Ryder Dow, 11, walks backward with his end of a box of food while Angel Lopez, 12, helps carry the load to their Social Skills classroom at North Lake Middle School. Other students help their teacher, Ange Kendall, unload food that will soon be delivered to the Lake Stevens Community Food Bank. (Dan Bates / The Herald)

Ryder Dow, 11, walks backward with his end of a box of food while Angel Lopez, 12, helps carry the load to their Social Skills classroom at North Lake Middle School. Other students help their teacher, Ange Kendall, unload food that will soon be delivered to the Lake Stevens Community Food Bank. (Dan Bates / The Herald)

Special teacher’s class making changes, helping the hungry

At North Lake Middle School, kids learn social skills while serving others with food bank project.

Ryder Dow and his North Lake Middle School classmates sorted cans and food packages Wednesday. The 11-year-old stopped when he spotted a box of Teddy Grahams. Seeing those sweet treats, he may have been tempted to try one — but instead thought of others.

“That will be a great snack for somebody,” said Ryder, a sixth-grader at the Lake Stevens school.

He’s a member of teacher Ange Kendall’s Social Skills class. The daily class is new this year.
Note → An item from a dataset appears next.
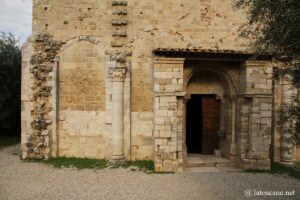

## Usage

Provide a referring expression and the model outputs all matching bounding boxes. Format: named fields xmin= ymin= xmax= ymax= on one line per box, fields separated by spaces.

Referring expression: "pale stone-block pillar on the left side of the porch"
xmin=154 ymin=58 xmax=184 ymax=171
“I’m so excited about this class. This is my dream. It’s the highlight of my 14 years as a teacher,” said Kendall, who also teaches a math class.

Many are helping the hungry around Snohomish County this holiday season. Sixth- and seventh-graders in the Social Skills class helped too, by assisting teachers from the Lake Stevens Education Association in their effort to boost supplies at the Lake Stevens Community Food Bank.

On Thursday, the kids took a field trip — their first outing together to show kindness in the community, Kendall said. Loaded with bags and boxes, they walked to Ebenezer Lutheran Church, the Lake Stevens food bank’s current home.

“As a class, our focus is to redefine who we are in both our school and community,” Kendall said in an email inviting The Herald to stop by Wednesday as they sorted food. Her class, she wrote, has been “proudly renamed Team CASE (Compassionate, Amazing Students that Encourage others).”

Kids in her class all have an Individualized Education Program (IEP) with goals related to behavior or social-emotional issues. But all of them spend most of the school day in general education classes.

She described the midday period as a “service learning approach” and “generosity model” that helps kids replace behaviors that don’t serve them well at school or in the community. They’re creating a “tool box,” she said, to help them build relationships, gain responsibility and improve life at school and elsewhere.

“It’s fun, because you can express yourself and decompress,” said Hunter Wallner, 12, a seventh-grader in Kendall’s class. Angel Lopez, 12, agreed. “You can take a break from all the other classes,” he said.

“Yeah, it’s kind of a break in your day,” said seventh-grader Charles Free. “And we’re getting to help other people,” the 12-year-old said.

As kids enter Kendall’s classroom, they check in by rating how they’re doing that day on a scale of one to 10. Sixth-grader Jacob Chanthavong explained that “10 is I won the lottery, and one is I lost my dog.”

“I have always wanted to teach a program for at-risk kids. It gives them a place where they can be real,” said Kendall, who acknowledged her own high school struggles in the Spokane area. “My kids know I barely graduated high school,” she said. She went on to Spokane Falls Community College, Gonzaga University and to earn a master’s degree in education.

Lake Stevens teachers dropped their donated food at a local business Tuesday afternoon. By Wednesday morning, Kendall had it loaded in her car at school. Her students lugged food-filled boxes into her classroom in North Lake’s portable 3.

On the floor, they organized and sorted the goods — canned fruits and veggies, packets of ramen, boxed macaroni and cheese, rice and pasta, canned meat and chili, granola bars and other snacks. Kendall wrote food categories on a dry-erase board, and asked students about how best to pack up the groceries for delivery.

There were gentle reminders from the teacher. “If I were getting this at the food bank,” Kendall said, “would I want Top Ramen that’s been crushed and thrown on the floor?” A sign on the wall in Kendall’s room says: “In This Class Mistakes Are Expected Respected Inspected.”

There were light moments, too. When one student asked what Spam is, Kendall answered “canned ham.” And kids let out a collective “eewwww.”

One class member recalled visiting the food bank “many times” with family. “We recently got a Thanksgiving basket,” the student said. “This is a way to give back all the food we’ve been given.”